It is a sensitive case, involving judicial authorities on both sides of the Atlantic. French investigators opened a preliminary probe in June into "aggravated money laundering," as confirmed to Le Monde by the Paris prosecutor's office. The investigation examines several suspicious financial flows made between 2019 and 2021 through TCR International Limited, registered in Cyprus. At that time, TCR International carried out investment transactions on behalf of its clients with BNP Paribas Securities Services, a branch of the French group BNP Paribas, as its banking partner.
The judicial procedure – supervised by the National Jurisdiction for Combating Organized Crime (JUNALCO), a specialized inter-regional court of the prosecutor's office – has been entrusted to the judicial investigations department of the Finance Ministry, known as SEJF. "Over the period from 2019 to 2021, several hundred million euros and dollars allegedly circulated through TCR International's cash accounts in France, corresponding to funds of potentially dubious origin and/or flows with no explicit economic logic," said the Paris prosecutor's office.
The previously unreported amounts involved exceed €220 million. The identity of TCR's clients is also at the heart of the investigation.
TCR International Limited is a brokerage firm that sells financial market investment advisory services and manages funds on an international scale. Its clients include companies and high-net-worth individuals. From January 2019 to January 2022, BNP Paribas Securities Services provided this Cypriot entity with "custody services" – a service consisting of safeguarding shares and bonds on behalf of institutional clients in dedicated "cash or securities accounts." Along with other big international banks, BNP Paribas is one of the world's major providers of this type of service.

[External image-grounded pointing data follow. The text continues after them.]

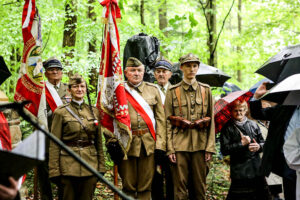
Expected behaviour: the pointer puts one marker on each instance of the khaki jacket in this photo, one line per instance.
(68, 129)
(151, 95)
(190, 140)
(62, 93)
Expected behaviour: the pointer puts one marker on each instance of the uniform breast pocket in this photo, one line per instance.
(71, 126)
(91, 127)
(201, 109)
(177, 107)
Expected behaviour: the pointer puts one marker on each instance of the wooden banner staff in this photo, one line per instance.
(116, 196)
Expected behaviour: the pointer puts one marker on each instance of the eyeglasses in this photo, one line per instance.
(53, 69)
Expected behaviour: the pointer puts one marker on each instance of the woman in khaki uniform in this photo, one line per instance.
(84, 138)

It was in the context of this contract that suspicious transactions involving TCR International came to the French judiciary's attention, which began investigating the origin and destination of the funds. The investigators did not, however, come across these transactions by chance. It all began with an investigation by the United States federal government, which has been looking into the financial networks used by the Wagner Group and its former leader, Yevgeny Prigozhin, who died last August in the crash of his private jet. The American investigators have sought to identify financial intermediaries who may have been involved in such transactions. In this context, their attention has been focused on certain flows linked to TCR International and having transited through BNP Paribas Securities Services. A task that is made all the more complex by the potential use of shell companies.